The door mirrors also come with a handy extra panel that extends the view down the sides of the van, but the glass relatively small, so the view is not quite as good as in some rivals.
On a more technical front, the Vivaro also comes with emergency braking assist, hill start assist and a full steel bulkhead as standard. However, it doesn’t offer some of the more advanced systems that some rivals do, such as pedestrian detection; and, only a driver’s airbag is standard – adding more is an optional extra. This relative lack of standard equipment is one of the reasons for the Vivaro’s low three-star Euro NCAP safety rating.
The basic version offers a decent level of equipment, with digital radio, Bluetooth, steering-wheel mounted audio controls, the wide-angle blind-spot mirror and a driver’s seat that can be adjusted in a variety of directions all standard.

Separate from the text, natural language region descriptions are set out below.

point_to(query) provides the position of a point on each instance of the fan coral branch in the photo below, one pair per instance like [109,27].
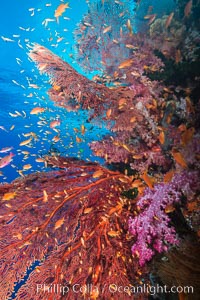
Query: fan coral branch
[73,222]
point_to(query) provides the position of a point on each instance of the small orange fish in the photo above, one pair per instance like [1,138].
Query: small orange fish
[9,196]
[107,29]
[161,137]
[108,113]
[178,157]
[54,123]
[56,138]
[187,136]
[61,9]
[27,167]
[56,87]
[125,64]
[97,174]
[178,56]
[168,176]
[129,26]
[59,223]
[169,19]
[26,142]
[45,196]
[6,160]
[113,233]
[82,129]
[37,110]
[148,180]
[78,140]
[169,209]
[188,8]
[122,102]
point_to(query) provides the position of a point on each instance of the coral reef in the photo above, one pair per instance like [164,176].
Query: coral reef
[151,226]
[78,232]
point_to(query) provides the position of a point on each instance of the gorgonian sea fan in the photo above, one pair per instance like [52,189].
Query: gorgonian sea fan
[98,36]
[73,222]
[131,112]
[151,227]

The step up to Sportive trim is well worth it, though, as you get things like cruise control, which will make the Vivaro much more adept at long-distance trips; and, it's at this level that the handy FlexCargo hatch comes included. Exterior features such as body-coloured bumpers and mirrors are nice to have, rather than actually useful.
Heading up to Limited Edition Nav might bring welcome kit such as sat-nav, that narrow mobile phone cradle and automatic lights and wipers, but it also adds some graphics that resemble a long-regretted tattoo.
Having engines that are a little smaller than its rivals might cause some potential buyers to have doubts about the Vivaro right from the start, but they needn't worry. The 1.6-litre units are more than up to hauling the Vivaro and a decent-sized load, especially if you go for the punchy BiTurbo versions.
Beyond that, it also offers an excellent ride, good visibility and a practical loading bay, making it a great all-rounder.